/librarian

Simple tool to automatically classify and rename scanned PDF files

Primary LanguageRuby

Librarian

Introduction

Librarian is a simple tool that sorts PDF documents into folders and renames them based on their contents.

I created it because I wanted to learn Ruby (because I wanted to become more effective in using Puppet), and I had a bookcase full of files of paper, and I wanted to scan it all into a Fujitsu Scansnap. But I didn't want to spend hours manually moving and renaming files.

The problem is, the Scansnap software can dump all the scans in a folder, or it can ask me what to name the file. It doesn't just let me feed in each document and automatically know what the file is, or name the file based on the dates/page numbers/account numbers in it. Because it doesn't do this, if I wish to retrieve any of these files in the future using only the Scansnap software, I will have to manually move the files into directories, and rename them so I know what they are.

So the creation of this gives me three main benefits:

  • I learn some Ruby basics which help me widen my outlook and make me more fluent in using Puppet. Interesting to use Ruby. Feels like a better more logically laid out Perl, nice and terse. More freedom than Java and thus more responsibility. I can see why it has taken off. Next time I need to mess around in a non OO language.
  • I save many hours of moving and renaming files into directories when scanning.
  • I rid my house of so much paper I can remove a bookcase so there's more space.

Features

  • Works with PDF documents (the caveat being you have to be running under OSX with spotlight switched on for these documents)

  • Naive Bayes Classification of documents. This means that you train the system with a number of each type of document, and as a result, it is able to work out what a new document is likely to be. Say for example you scan bank statements, and phone bills. If you scan in some of each, and tell librarian 'this set of files are bank statements' and 'this set of files are phone bills' librarian builds a model that it can apply to subsequent documents, it can then know where you want to put the file, and how you want to name it.
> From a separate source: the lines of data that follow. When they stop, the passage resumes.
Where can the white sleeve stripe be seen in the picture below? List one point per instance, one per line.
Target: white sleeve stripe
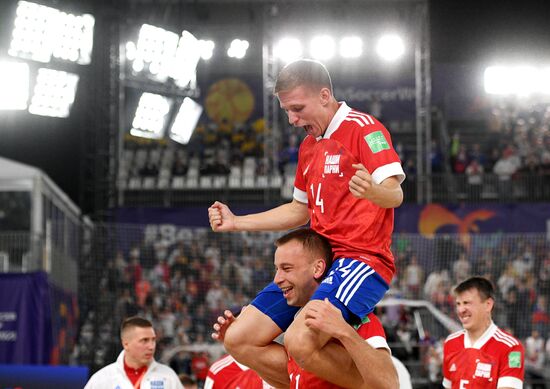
(510, 382)
(209, 383)
(378, 342)
(389, 170)
(300, 195)
(350, 119)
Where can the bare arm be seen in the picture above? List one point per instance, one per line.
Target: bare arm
(387, 194)
(374, 365)
(258, 351)
(283, 217)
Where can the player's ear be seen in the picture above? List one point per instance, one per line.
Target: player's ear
(325, 95)
(320, 267)
(490, 304)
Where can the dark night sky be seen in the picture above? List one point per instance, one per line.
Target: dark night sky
(479, 31)
(476, 32)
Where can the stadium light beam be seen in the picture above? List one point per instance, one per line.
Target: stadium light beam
(41, 32)
(186, 121)
(188, 54)
(322, 47)
(54, 93)
(288, 49)
(238, 48)
(206, 48)
(14, 78)
(150, 116)
(351, 47)
(390, 47)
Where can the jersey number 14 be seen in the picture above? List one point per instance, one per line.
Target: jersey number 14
(318, 200)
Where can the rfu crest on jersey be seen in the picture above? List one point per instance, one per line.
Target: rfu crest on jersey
(332, 164)
(483, 370)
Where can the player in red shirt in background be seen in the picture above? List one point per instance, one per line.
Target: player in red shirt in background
(227, 373)
(301, 260)
(481, 355)
(348, 181)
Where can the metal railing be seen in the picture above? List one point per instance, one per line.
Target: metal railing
(445, 188)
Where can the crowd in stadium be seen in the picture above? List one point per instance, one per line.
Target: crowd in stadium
(183, 286)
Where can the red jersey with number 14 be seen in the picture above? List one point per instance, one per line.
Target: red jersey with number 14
(372, 332)
(356, 228)
(495, 360)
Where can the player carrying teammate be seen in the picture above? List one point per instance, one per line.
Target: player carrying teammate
(347, 184)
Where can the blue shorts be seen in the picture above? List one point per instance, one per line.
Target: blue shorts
(353, 287)
(272, 303)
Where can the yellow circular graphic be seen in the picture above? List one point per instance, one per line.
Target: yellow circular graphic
(229, 99)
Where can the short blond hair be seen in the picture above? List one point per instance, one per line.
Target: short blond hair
(303, 72)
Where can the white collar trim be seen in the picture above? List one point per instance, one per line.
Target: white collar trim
(338, 118)
(488, 334)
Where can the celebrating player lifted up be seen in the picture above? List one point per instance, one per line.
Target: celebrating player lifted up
(348, 180)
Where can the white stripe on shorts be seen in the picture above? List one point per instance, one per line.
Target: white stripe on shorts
(353, 281)
(357, 285)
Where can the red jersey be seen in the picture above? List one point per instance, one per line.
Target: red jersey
(372, 332)
(356, 228)
(226, 373)
(494, 361)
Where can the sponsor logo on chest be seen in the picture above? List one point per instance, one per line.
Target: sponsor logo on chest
(157, 384)
(332, 164)
(483, 370)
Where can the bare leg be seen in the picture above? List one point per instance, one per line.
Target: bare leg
(249, 339)
(320, 354)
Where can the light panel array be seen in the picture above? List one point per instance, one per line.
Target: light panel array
(165, 54)
(150, 116)
(41, 32)
(389, 47)
(54, 93)
(186, 120)
(14, 81)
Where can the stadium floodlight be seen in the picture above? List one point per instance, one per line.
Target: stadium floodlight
(186, 121)
(131, 51)
(288, 49)
(14, 78)
(322, 47)
(40, 32)
(351, 47)
(54, 93)
(206, 48)
(156, 47)
(75, 36)
(545, 81)
(514, 80)
(390, 47)
(238, 48)
(150, 116)
(34, 31)
(184, 67)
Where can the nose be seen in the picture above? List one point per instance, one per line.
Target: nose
(293, 119)
(278, 279)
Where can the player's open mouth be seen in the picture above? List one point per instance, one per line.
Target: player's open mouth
(286, 291)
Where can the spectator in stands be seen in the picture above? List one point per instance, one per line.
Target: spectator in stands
(179, 167)
(474, 175)
(187, 382)
(413, 278)
(136, 363)
(504, 168)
  • Extracts meaningful information from documents. Librarian can be configured to extract dates, account numbers, page numbers, and other information. It does this using regular expressions unfortunately, and not some kind of clever technology that overcomes the failure of OCR, so sometimes this doesn't work as well as it could.

  • Renames the documents based on the information you extract. Mobile phone bill? Good to have it named:

    [phonenumber]-[date].pdf

  • Files the documents into directories. Bank statements can go in their folder. Phone bills can go in another. This is not a feature that will draw the gasp of alumni of MIT, Caltech, Stanford, Oxford, Cambridge etc but it is damn useful when scanning.

Usage

Here's an example way to use librarian.

  1. Install

  2. Scan a bunch of PDF files with Scansnap

  3. Train librarian. You can do this by running

    librarian train -f [dirname]

where [dirname] is where you have all your scanned PDF's. It will then ask you what each type of document is from a list. If you have a new type of document that librarian hasn't encountered (and to start with it has encountered no documents) you can name it here, and it will be added to the list.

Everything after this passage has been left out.